Clark Vasey is a defence policy analyst based in the City.
A recent post on CentreRight by Ridley Grove, suggests that Liam Fox has failed our Armed Forces by not getting a better deal on defence spending from a future Cameron Government. The post references an article from Fraser Nelson, which suggests that the MoD will have to find 20% savings from its current budget after the next General Election. This was the assessment of a report from the Royal United Services Institute published last week. We cannot predict with absolute certainty the size of the defence budget under a Cameron Government, but no one should doubt the scale of the challenge which awaits an in-coming team at the MoD. To suggest that the Liam Fox has failed our Armed Forces before he has even been given the chance to grapple with the problems of the MoD does him and our Armed Forces a disservice.
Over past decade the resources made available to our Armed Forces have not kept pace with the fact that we have called upon them to risk their lives in two major operations since the Strategic Defence Review was conducted in the relatively benign strategic environment of 1998. The biggest failure of the past decade has been the management of the defence budget. The challenge for Liam Fox and his team will be to reign in the spiralling costs and reform the MoD so that it better supports the needs of our Armed Forces.
Perhaps the best estimate of what a potential Conservative Government will inherit when they take up the reigns of the MoD is provided by Bernard Gray, the former Special Adviser to Lord Robertson when he was at the MoD. Mr Gray was given unique access to the department by the former Defence Secretary John Hutton.
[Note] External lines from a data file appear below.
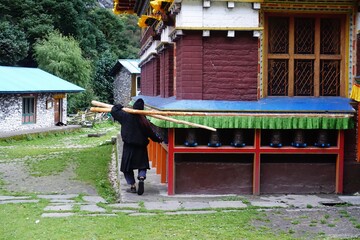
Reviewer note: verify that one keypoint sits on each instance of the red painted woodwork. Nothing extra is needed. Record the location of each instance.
(335, 168)
(150, 78)
(167, 71)
(230, 66)
(189, 66)
(217, 67)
He found that the defence budget was ‘out of balance’, arguing that the estimated budgets go well beyond the funds being made available by the Treasury. With regard to the major equipment programme Mr Gray found that it was some £35 billion over budget and some five years behind the initial estimates. Perhaps more worryingly, as it points to the extent of the systemic problems within the department, is that the MoD is still ‘wasting’ around £2.5 billion a year through inefficiencies. Mr Gray was also critical, as the National Audit Office has been, of the MoD tactic of delaying projects and pushing back funding within a programme’s life cycle in order to delay spending shortfalls. The tactic does little to improve the delivery of a project and increases the overall project cost over its life cycle.
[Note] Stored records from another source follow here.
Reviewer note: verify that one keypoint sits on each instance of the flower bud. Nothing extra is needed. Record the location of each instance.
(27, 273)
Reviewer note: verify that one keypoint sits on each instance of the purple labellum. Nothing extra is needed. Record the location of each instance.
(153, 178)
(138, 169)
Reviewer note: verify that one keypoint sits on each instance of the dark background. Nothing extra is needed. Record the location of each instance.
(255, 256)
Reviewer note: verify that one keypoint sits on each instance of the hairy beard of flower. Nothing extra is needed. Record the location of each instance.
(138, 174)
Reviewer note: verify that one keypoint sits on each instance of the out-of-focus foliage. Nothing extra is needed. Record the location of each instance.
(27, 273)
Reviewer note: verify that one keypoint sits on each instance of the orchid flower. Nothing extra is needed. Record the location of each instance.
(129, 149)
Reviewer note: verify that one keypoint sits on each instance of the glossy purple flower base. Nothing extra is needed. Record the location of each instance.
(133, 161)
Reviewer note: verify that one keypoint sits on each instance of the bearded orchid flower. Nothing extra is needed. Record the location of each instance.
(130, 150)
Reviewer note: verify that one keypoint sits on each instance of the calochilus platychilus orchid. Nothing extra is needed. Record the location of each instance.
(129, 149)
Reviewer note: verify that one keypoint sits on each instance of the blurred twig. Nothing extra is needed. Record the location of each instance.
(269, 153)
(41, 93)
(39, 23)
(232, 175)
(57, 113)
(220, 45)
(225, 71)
As the Conservatives’ national security Green Paper published on Friday demonstrates, David Cameron and Liam Fox understand the scale of the challenge that they will face in defence. The MoD’s equipment budget cannot be based on ‘wish lists’ or what we might like it to be were budgets not finite. The MoD is a dysfunctional department and regardless of what additional funds might be made available for the MoD; it is unacceptable that money should be wasted at a time when our Armed Forces are so heavily deployed in Afghanistan. If the Conservatives win the next General Election, Dr Fox and his team will come to power with a clear plan for how to tackle the problems of waste and inefficiency within the MoD. The Strategic Defence and Security Review will allow the in-coming team of Ministers to look at all aspects of MoD activity and implement a holistic approach to reform.
Before we criticise Dr Fox we should consider what it would be like for our Armed Forces if the Conservatives do not win the next election. If in future years the MoD is to get additional funds I can think of no one better in the Conservative Party to fight from them than Liam Fox.
Above all Liam Fox should be judged on how he supports our Armed Forces when in Office.